For an even richer and creamier gassi, add 1/4 cup of thick coconut milk at the end of the simmering process. Do not boil after adding coconut milk.
For a sattvic version, you can omit the onion and garlic. The curry will still be flavorful from the roasted spices and coconut.
Whole green gram is an excellent source of plant-based protein, which is essential for muscle repair, growth, and overall body function. It helps in keeping you full and satiated.
This curry is packed with dietary fiber, which aids in digestion, promotes gut health, prevents constipation, and helps in regulating blood sugar levels.
The combination of fiber from lentils, healthy fats from coconut, and potassium helps in managing blood pressure and cholesterol levels, contributing to a healthy heart.
Green gram is a good source of essential minerals like iron, magnesium, potassium, and folate, which are vital for energy production, nerve function, and red blood cell formation.
Yes, Padengi Gassi is very healthy. It is rich in plant-based protein and dietary fiber from the green gram, contains healthy fats from coconut, and is packed with antioxidants from the spices.

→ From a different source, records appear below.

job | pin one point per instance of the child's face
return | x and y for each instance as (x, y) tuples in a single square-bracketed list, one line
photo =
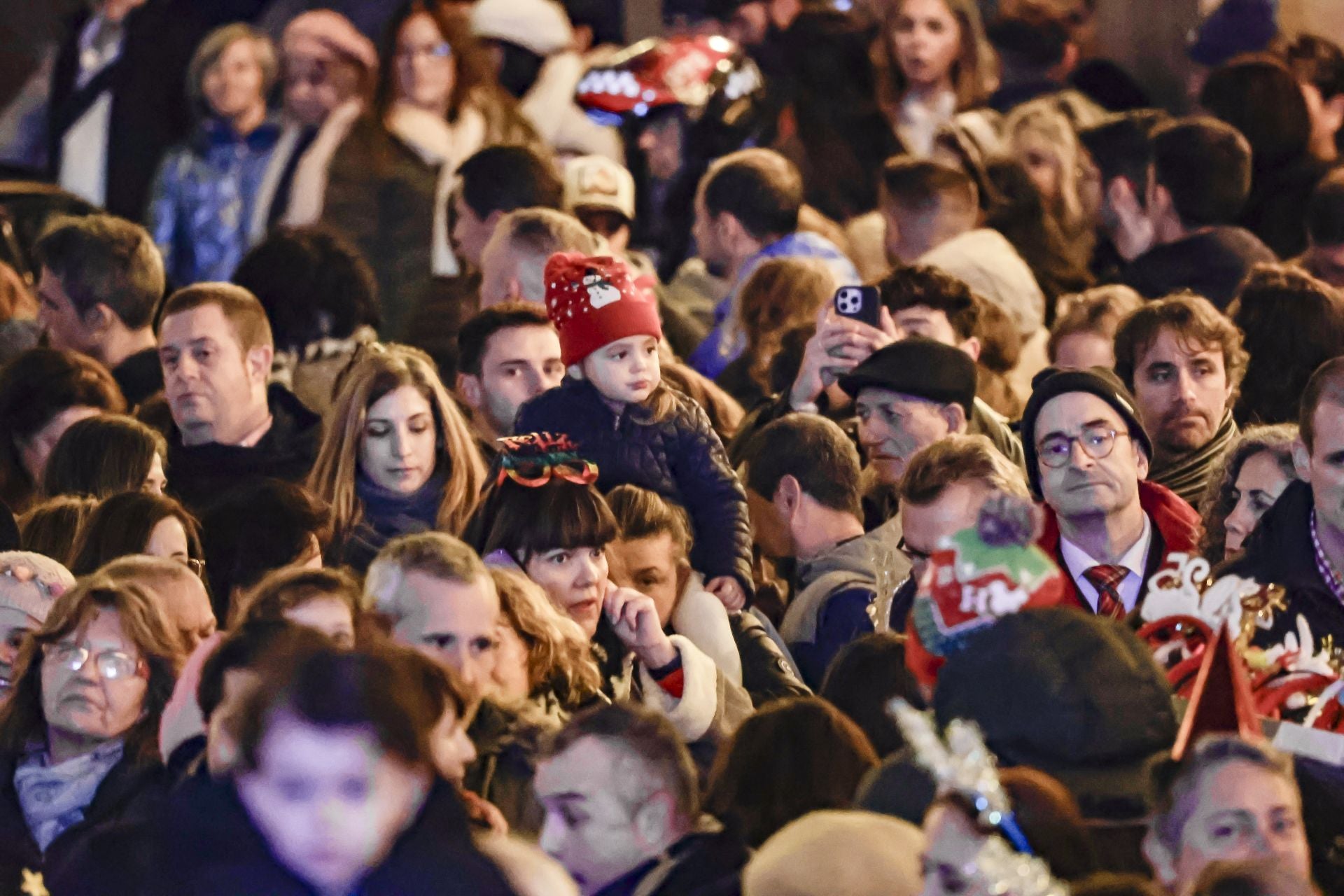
[(625, 370)]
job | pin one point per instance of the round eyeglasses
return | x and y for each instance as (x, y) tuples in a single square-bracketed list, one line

It's a wholesome and nutritious meal.
One serving of Padengi Gassi (approximately 1 cup or 255g) contains around 300-350 calories. The exact count can vary based on the amount of coconut and oil used.
Padengi Gassi pairs traditionally with steamed rice (especially boiled rice), Neer Dosa, or Pundi (rice dumplings). It also goes well with chapati or roti.
Absolutely. You can cook the soaked green gram in a regular pot on the stovetop. It will take longer, about 45-60 minutes, until the beans are tender. Ensure you have enough water in the pot.
While fresh is best, you can use canned mung beans in a pinch. Drain and rinse them well. Skip the pressure cooking step and add them directly to the pot with the ground masala, simmering for about 10 minutes to absorb the flavors.
Leftover Padengi Gassi can be stored in an airtight container in the refrigerator for up to 3 days. The flavors often deepen overnight, making it even tastier the next day. Reheat thoroughly before serving.